Today, Thursday, November 21, 2024, the Monetary Policy Committee of the Central Bank of Egypt will decide the base interest rate for the penultimate time in 2024, amid expectations that the main interest rates will remain stable.

At the meeting of last October 17, the Monetary Policy Committee of the Central Bank of Egypt decided to keep the overnight deposit and lending rates and the Central Bank’s main operation rate at 27.25%, 28.25% and 27.75%, respectively. It also decided to keep the credit and discount rates at 27.75%.

Experts unanimously agreed that the Monetary Policy Committee of the Central Bank of Egypt will not reduce interest rates at its meeting today, Thursday.

“We expect the Monetary Policy Committee to leave interest rates unchanged at its next meeting on November 21,” investment bank HC Securities said in a note.

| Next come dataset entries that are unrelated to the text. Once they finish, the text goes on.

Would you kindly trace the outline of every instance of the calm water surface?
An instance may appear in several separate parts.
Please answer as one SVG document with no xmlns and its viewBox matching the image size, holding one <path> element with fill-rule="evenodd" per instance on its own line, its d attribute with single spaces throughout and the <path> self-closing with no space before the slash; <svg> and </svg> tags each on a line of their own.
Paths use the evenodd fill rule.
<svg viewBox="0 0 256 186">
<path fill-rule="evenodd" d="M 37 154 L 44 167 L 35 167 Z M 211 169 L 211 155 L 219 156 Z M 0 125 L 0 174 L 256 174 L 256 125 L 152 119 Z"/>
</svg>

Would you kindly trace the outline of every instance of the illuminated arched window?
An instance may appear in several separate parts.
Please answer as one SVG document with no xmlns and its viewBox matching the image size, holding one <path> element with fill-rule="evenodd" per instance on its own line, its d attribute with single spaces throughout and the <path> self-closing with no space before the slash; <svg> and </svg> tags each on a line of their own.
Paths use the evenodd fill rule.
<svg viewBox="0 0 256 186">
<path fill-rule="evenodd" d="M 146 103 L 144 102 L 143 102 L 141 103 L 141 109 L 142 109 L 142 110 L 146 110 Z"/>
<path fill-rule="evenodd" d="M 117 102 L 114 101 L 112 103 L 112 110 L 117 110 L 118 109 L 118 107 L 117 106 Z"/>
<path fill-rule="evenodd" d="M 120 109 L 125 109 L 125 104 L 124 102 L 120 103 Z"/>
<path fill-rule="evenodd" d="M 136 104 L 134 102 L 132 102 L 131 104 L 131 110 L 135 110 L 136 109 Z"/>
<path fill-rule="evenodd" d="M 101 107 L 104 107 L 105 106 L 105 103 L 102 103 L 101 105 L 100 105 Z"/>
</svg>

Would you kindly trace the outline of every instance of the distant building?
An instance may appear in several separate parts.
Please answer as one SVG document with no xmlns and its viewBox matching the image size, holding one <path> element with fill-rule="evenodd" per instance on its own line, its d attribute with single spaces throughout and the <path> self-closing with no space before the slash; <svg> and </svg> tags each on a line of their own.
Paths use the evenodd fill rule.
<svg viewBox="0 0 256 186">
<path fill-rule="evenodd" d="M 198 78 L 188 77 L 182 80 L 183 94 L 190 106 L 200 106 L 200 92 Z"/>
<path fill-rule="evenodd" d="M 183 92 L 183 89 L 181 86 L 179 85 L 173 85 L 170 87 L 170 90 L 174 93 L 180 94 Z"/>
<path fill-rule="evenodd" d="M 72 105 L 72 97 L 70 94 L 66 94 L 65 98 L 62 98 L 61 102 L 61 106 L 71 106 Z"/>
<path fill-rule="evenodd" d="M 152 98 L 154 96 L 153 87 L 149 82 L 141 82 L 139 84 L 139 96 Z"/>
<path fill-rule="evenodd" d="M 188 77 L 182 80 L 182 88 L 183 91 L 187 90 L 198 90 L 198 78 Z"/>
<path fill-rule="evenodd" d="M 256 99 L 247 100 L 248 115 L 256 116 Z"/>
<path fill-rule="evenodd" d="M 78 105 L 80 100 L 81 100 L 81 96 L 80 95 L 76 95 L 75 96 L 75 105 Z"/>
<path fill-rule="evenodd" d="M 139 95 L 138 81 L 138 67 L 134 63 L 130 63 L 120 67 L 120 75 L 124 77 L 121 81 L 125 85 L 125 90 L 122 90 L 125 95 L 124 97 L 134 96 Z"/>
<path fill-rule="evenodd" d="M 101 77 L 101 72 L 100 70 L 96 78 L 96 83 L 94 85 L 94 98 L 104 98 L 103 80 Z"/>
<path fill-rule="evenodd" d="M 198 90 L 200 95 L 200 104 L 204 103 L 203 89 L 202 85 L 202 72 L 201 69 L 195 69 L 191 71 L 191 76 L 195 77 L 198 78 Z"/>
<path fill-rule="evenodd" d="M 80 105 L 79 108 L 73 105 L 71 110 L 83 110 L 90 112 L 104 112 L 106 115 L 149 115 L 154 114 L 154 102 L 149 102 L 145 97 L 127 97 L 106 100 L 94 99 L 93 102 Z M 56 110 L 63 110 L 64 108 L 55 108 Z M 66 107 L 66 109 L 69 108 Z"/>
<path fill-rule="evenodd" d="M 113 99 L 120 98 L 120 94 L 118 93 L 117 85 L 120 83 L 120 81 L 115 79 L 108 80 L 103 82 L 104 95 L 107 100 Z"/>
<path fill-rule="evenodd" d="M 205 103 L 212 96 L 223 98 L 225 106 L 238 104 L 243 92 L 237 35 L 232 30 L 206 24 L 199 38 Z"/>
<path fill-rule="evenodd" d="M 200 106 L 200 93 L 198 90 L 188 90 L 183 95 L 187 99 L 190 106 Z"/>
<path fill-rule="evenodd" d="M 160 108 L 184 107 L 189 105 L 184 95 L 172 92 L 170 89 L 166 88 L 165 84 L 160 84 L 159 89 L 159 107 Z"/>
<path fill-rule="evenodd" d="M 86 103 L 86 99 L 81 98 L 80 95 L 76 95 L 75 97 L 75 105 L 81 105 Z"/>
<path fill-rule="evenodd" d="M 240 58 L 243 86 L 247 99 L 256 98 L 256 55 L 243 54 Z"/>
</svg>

“The third consecutive rise in Egypt’s headline inflation rate has dashed hopes that the central bank will cut interest rates before the end of this year,” UK-based research firm Capital Economics said in a note.

The annual inflation rate in Egypt recorded 26.5% on an annual basis in October, compared to 26.4% in September, according to the Central Agency for Public Mobilization and Statistics.

Experts confirmed that the Central Bank of Egypt will begin reducing interest rates when inflation is under control, knowing that the Central Bank of Egypt sets an inflation target of between 5% and 9%.

Perhaps there are some other reasons that the Central Bank of Egypt puts before it that make it more likely that interest will be fixed, which are:

• Fighting dollarization

• Providing income to the household sector in the form of certificates of deposit and absorbing liquidity from the market to reduce inflation

• Reducing interest rates depends on slowing the pace of inflation

• Foreign exchange flows that show strong momentum from remittances and tourism, which compensates for the decline in Suez Canal revenues due to geopolitical tensions and the trade deficit due to the rise in oil imports.

• Keeping interest rates high maintains the spread in interest rates for interest trading.